I also have young kids. have a 10, nine and a six year old. So often when my six year old is doing something and he's, you know, he's being very six year old, right, very age appropriate.
And I want to yell at him. One of the things that I'll do is I'll go into the other room and I'll literally speak what I'm thinking deep in my head.
I want to yell at my my six year But right now, I want to tear into him. want to let him know how terrible he is in this moment.
And I want to scare him to the point of listening. And then me speaking that, then I backtrack and I'm like, wait, wait a second.
Why, why am I going to do that? He, he's six. What he's doing is very appropriate. So instead I should probably get down on one knee, grab his hands and look at him in the eyes and say, you know, buddy, and then kind of go through.
Here's, here's what I'm going to do instead. It almost sounds like you're, you're doing an element of that where you're pausing, you're reflecting, you're understanding where you're feeling.
I'm really big on emotional wheels. I think it's so important to recognize where are we. think as a society, we do not talk enough about understanding where we are emotionally.
Tami Cole
think it's caused major harm to our society in a big, big way. and you, and I think a lot of it's generational too.
You can kind of go through the generation.
Matt Zaun
Oh, yes. I think from World War Two, if you start peeling back, you know, this generation pass this on to this generation and this generation.
We're not, you know, we're not in touch with, hey, right now, we're really angry. Why are we angry? Let's dive deeper.
But pointing and calling has been something that's helped me.

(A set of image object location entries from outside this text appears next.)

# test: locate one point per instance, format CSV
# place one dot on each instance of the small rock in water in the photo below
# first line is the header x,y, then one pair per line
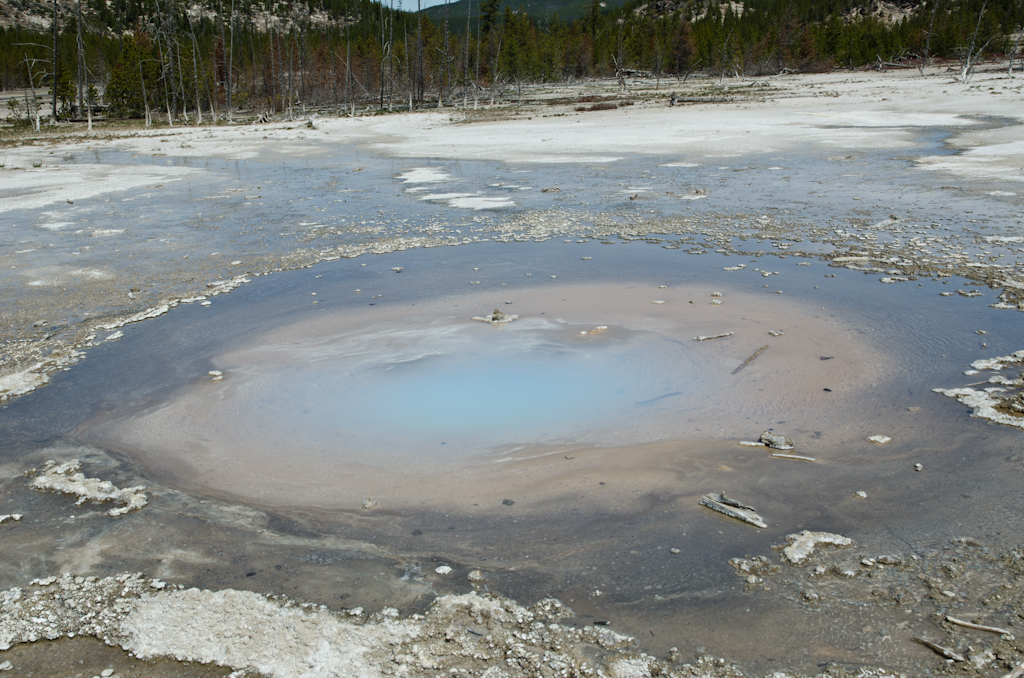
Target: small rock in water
x,y
775,440
496,318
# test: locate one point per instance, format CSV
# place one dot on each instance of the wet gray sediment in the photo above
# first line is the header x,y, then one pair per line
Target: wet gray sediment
x,y
614,538
587,537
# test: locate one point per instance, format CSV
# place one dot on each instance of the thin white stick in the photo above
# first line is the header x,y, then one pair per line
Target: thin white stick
x,y
990,629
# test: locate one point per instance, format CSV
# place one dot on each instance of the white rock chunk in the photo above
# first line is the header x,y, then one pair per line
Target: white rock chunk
x,y
66,478
802,545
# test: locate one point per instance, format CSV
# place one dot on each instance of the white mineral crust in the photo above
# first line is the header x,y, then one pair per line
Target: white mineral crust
x,y
66,477
802,545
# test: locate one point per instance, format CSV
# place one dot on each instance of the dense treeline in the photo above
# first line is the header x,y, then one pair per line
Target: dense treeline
x,y
166,57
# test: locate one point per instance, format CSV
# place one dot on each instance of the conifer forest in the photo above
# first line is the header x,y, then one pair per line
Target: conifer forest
x,y
188,60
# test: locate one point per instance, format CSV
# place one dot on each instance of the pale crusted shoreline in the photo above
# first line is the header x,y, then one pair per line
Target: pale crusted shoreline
x,y
840,111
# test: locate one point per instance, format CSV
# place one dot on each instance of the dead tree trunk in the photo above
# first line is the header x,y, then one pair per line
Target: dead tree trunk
x,y
81,58
1013,52
56,60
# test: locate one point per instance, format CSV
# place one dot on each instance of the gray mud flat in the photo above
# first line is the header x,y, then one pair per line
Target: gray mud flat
x,y
334,431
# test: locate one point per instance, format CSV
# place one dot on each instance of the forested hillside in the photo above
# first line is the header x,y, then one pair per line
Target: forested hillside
x,y
136,57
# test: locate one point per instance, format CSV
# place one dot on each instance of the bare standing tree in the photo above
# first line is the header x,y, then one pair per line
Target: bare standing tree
x,y
928,39
55,54
81,59
1013,52
971,56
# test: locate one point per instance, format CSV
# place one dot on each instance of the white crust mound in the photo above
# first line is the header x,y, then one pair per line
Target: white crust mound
x,y
481,634
996,403
66,477
802,545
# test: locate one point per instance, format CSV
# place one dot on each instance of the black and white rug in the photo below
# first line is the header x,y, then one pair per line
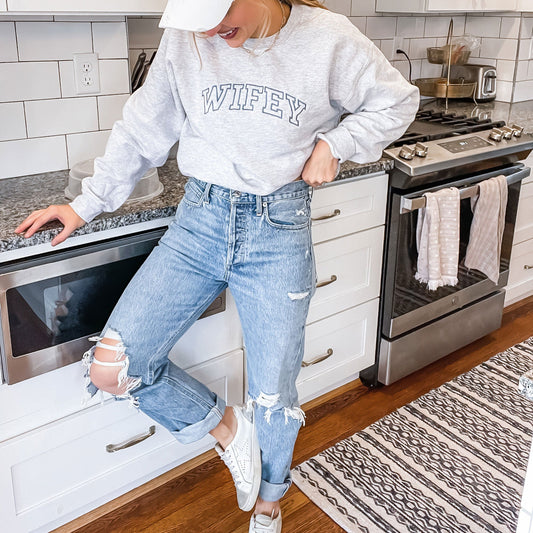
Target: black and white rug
x,y
453,461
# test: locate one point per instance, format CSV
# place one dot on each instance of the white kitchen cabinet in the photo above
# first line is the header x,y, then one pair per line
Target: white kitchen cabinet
x,y
55,473
439,6
127,7
348,230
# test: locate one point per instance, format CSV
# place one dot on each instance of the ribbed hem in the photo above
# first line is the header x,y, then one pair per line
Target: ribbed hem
x,y
341,143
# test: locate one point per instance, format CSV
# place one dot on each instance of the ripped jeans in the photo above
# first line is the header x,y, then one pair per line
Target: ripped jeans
x,y
259,247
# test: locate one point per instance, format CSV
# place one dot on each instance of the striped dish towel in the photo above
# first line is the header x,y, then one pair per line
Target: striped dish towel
x,y
437,239
486,233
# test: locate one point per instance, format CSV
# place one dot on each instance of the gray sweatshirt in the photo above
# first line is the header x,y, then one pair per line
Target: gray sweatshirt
x,y
249,121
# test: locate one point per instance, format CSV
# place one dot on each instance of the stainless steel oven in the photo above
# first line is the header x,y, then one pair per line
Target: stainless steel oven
x,y
418,325
50,305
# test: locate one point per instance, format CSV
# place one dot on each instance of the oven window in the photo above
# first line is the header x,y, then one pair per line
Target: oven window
x,y
410,294
60,309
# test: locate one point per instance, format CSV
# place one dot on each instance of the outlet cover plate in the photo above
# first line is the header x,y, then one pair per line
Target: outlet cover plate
x,y
86,73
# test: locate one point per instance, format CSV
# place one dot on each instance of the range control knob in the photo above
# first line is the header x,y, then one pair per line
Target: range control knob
x,y
407,152
496,134
507,132
421,150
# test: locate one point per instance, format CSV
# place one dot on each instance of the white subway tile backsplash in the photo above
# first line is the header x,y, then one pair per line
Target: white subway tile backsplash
x,y
32,156
483,26
110,109
363,8
523,91
437,26
53,40
144,33
82,146
8,42
510,28
339,6
114,76
12,124
418,47
110,40
380,27
505,69
504,91
28,81
410,27
360,22
522,70
499,48
64,115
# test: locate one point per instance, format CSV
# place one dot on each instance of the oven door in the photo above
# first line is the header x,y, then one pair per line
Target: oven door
x,y
408,304
51,305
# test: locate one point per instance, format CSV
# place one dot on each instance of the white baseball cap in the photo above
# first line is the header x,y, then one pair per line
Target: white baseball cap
x,y
194,15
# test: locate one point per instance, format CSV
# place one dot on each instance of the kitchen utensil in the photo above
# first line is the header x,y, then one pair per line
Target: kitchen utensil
x,y
436,87
137,71
148,187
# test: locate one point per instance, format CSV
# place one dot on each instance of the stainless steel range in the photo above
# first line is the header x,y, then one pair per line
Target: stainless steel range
x,y
418,325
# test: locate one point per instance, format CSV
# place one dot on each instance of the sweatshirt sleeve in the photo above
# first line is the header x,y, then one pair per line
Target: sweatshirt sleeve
x,y
152,120
379,101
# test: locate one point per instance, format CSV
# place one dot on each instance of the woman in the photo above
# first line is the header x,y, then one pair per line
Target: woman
x,y
254,90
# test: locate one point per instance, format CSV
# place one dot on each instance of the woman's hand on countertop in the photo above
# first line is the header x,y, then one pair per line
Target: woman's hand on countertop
x,y
64,213
321,167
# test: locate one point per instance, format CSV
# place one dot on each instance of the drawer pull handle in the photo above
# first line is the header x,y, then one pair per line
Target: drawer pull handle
x,y
319,359
335,213
132,442
333,279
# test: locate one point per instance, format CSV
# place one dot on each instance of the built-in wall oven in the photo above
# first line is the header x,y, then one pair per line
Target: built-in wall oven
x,y
50,305
419,325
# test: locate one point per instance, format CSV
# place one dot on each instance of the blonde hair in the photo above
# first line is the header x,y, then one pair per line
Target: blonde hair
x,y
266,22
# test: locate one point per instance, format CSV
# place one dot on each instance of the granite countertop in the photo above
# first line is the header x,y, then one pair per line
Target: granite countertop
x,y
20,196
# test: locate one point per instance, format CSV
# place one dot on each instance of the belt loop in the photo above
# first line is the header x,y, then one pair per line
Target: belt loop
x,y
206,193
258,205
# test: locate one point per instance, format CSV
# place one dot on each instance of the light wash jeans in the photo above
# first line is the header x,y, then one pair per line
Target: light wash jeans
x,y
259,247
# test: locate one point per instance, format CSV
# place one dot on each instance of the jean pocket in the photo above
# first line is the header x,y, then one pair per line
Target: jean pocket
x,y
194,194
289,213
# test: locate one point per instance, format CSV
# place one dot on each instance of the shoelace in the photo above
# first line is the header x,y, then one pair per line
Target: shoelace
x,y
258,526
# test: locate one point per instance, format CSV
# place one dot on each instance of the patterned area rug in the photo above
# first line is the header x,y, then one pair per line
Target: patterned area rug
x,y
454,460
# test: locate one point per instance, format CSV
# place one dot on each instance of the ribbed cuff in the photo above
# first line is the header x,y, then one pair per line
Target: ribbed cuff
x,y
341,143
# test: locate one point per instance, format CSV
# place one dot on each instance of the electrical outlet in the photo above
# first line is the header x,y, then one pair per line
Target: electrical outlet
x,y
86,73
398,43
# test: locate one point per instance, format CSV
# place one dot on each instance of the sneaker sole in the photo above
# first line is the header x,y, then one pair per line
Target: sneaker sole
x,y
256,455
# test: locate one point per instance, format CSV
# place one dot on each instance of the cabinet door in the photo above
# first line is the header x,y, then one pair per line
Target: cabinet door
x,y
86,6
471,5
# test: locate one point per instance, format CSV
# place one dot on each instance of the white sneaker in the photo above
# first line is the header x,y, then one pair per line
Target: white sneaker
x,y
261,523
243,458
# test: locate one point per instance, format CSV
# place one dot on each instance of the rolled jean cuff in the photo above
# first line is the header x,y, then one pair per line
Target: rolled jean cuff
x,y
200,429
272,492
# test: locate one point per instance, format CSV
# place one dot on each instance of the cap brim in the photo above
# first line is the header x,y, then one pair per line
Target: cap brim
x,y
203,16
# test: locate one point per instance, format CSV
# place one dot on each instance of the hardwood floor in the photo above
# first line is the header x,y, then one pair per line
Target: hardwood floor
x,y
199,497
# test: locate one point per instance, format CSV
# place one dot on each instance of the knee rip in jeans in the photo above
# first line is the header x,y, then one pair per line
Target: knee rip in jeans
x,y
125,384
271,402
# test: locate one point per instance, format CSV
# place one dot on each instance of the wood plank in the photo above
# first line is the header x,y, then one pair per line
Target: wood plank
x,y
199,496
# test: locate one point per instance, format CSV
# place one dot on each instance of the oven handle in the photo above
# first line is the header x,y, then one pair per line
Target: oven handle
x,y
408,205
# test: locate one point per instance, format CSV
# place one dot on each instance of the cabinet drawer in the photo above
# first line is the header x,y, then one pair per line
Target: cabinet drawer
x,y
524,217
64,470
349,270
350,338
347,207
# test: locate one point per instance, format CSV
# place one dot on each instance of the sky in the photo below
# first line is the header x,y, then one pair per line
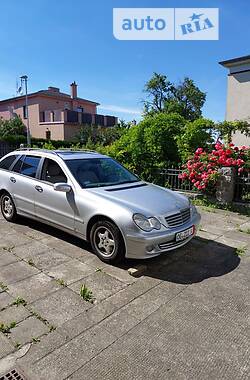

And I appreciate hearing, you know, what's helped you. Another point I'll make that I think this also faceted me is that the more, the more I'm around success, there's an attribute that almost shockingly came to the surface.
I feel like a lot of successful people have an element of humility. And this was shocking to me that I can't tell you how many times I've been in a room full of people and I'm going around the room, I'm shaking hands, and someone will come up to me and they'll say, do you know who you just spoke to?
Oh, that's so-and-so. They own the company, you know, this multi-billion dollar company. that's the owner, which you would never know, right?
You would potentially mistaken them for the janitor or something, right? yes. what What is humility meant to you, where you are, from a leadership perspective, can you just talk to us a little bit about the importance of humility of passing that on to your team, what that's meant to you?
Tami Cole
Sure, this is, it's actually a very timely question because I was at an event last week speaking, and the woman interviewing me mentioned that, you know, I admitted in our conversation that I was a very reluctant leader, and in the conversation I had said to her, you know, she said, you know, a lot of people look up to you, you're considered a leader in this community, a successful leader, and I said, okay, if I have to label myself a leader, I would say yes I am, but I'm a very humble leader because I don't think of that as my first job.
I think of doing what needs to be done in a kind and empathetic way and bringing others along for the ride and always understanding that we're all just humans, we're all the same underneath and we all have challenges going on that none of us can know about and for example this may be a little bit of a segue but I think back to my challenging childhood and I look at my mom that you know caused me a lot of trauma challenge growing up she did the best she could do with what she was raised with and I recognize that but it doesn't change the fact that I was impacted right so I try to bring that into every interaction that I do is my authenticity, transparency is extremely important to me connecting because without that to your point there is a rift.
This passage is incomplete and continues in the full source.